05/12/2006
Il fabbisogno idrico
L'acqua, essendo il principale
elemento del nostro organismo, è importante non solo per la
nostra sopravvivenza, ma anche per il mantenimento della
performance sportiva ai massimi livelli possibili. Un'adeguata
introduzione di liquidi va, quindi, calcolata e studiata
attentamente, allo stesso modo dell'assunzione degli alimenti
calorici. Infatti, non si può non ricordare che durante una
prestazione sportiva solo il 50% dei liquidi persi è
reintrodotto tramite l'assunzione stimolata dalla sete. E'
chiaro, quindi, che se ci affidiamo solo alle nostre sensazioni,
andiamo incontro a gravi rischi di disidratazione. Inoltre, sia
la perdita di liquidi sia la sensazione di sete, che ci porta ad
integrare tali perdite, varia moltissimo da individuo ad
individuo, e questo anche in condizioni d'assoluta parità
d'impegno fisico o condizioni climatiche. Studi scientifici in
materia sono giunti a conclusione che il fabbisogno idrico
giornaliero dell'atleta possa essere soddisfatto con 1 ml
d'acqua per caloria ingerita, oppure con 50 ml d'acqua per kg di
peso corporeo. Purtroppo questi valori sono solo una base di
partenza, sotto cui è consigliabile non scendere mai, per poi
scoprire, con l'esperienza, il proprio reale fabbisogno idrico.
Per giungere a questo risultato, il metodo migliore è analizzare
la quantità d'urine prodotte durante la giornata; valori
corrispondenti ad un'adeguata idratazione sono compresi tra 900
e 1500 ml d'urina al giorno.
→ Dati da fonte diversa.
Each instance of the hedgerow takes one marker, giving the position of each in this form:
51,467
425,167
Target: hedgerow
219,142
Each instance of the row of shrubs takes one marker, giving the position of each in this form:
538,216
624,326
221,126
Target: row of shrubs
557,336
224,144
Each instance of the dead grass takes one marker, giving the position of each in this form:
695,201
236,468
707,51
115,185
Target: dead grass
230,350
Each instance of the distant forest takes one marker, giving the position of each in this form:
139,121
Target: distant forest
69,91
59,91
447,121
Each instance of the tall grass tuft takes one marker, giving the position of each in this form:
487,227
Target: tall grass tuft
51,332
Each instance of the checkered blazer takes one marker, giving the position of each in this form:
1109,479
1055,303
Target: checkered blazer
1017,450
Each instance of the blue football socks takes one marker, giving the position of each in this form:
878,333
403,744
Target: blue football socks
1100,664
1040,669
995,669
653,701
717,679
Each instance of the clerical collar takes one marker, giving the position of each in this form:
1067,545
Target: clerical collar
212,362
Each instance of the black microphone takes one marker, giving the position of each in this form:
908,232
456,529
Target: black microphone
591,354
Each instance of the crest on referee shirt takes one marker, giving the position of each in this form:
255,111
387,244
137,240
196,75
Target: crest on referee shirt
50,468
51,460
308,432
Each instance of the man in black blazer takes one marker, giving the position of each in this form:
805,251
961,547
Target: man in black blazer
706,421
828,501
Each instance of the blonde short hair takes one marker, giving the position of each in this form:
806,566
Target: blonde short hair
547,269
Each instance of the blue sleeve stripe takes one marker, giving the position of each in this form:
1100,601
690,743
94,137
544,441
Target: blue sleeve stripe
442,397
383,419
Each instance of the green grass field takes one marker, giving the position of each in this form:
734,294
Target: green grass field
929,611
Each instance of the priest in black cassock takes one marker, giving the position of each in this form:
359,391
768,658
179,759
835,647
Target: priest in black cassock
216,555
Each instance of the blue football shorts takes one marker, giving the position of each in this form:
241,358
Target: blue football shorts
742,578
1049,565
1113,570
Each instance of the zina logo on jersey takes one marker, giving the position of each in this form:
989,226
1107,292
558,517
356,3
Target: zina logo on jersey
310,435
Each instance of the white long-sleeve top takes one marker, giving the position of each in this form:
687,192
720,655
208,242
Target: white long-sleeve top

Qui si deve anche annotare che se
un'insufficiente idratazione è dannosa, non meno lo è
un'eccessiva. Infatti, un eccessivo carico idrico non apporta
benefici all'organismo, ma riduce la capacità della prestazione
sportiva. Nel bilancio idrico giornaliero, inoltre, attenzione
dovrà essere messa nell'analisi della quantità d'acqua contenuta
negli alimenti, che da sola può arrivare anche a 1500 ml, oltre
ovviamente alla sudorazione durante l'attività sportiva. E' qui
che si ha la maggior perdita di liquidi, fino a 5000 ml, ed è
quindi importante prevedere un'adeguata introduzione che dovrà
essere suddivisa durante tutta la giornata con particolare
attenzione alle fasi dell'allenamento/gara. Tolti, infatti, i
liquidi che s'ingeriscono durante i pasti, tolti anche quelli
contenuti negli alimenti, gli altri andranno suddivisi tra:
iperidratazione pre-gara, idratazione durante la gara,
idratazione post-gara. Per una corretta suddivisione, si dovrà
far conto sulla propria esperienza, anche durante gli
allenamenti. Entrando nello specifico del ciclismo,
l'idratazione pre-gara non deve essere mai eccessiva, tranne in
caso di temperature molto elevate. In questi casi una buona
idratazione, prima dell'inizio della gara, aiuta l'organismo,
soprattutto nelle prime fasi della competizione. Durante la
gara, l'idratazione dovrà essere sempre costante e proporzionata
allo sforzo che si esegue ed alle condizioni ambientali
(temperatura ed umidità). In gara soprattutto si deve prestare
attenzione ad evitare che la concentrazione sul gesto atletico
non ci faccia dimenticare, come spesso succede, di assumere
liquidi, anche nella parte finale della competizione. Infatti,
non si dovrebbe smettere di ingerire liquidi almeno fino agli
ultimi 10, 15 minuti della competizione. Alla fine,
l'idratazione post-gara dovrà servire, nel nostro caso, solo a
reintegrare gli ultimi liquidi, che le concitate fasi finali
della competizione ci hanno impedito di assumere.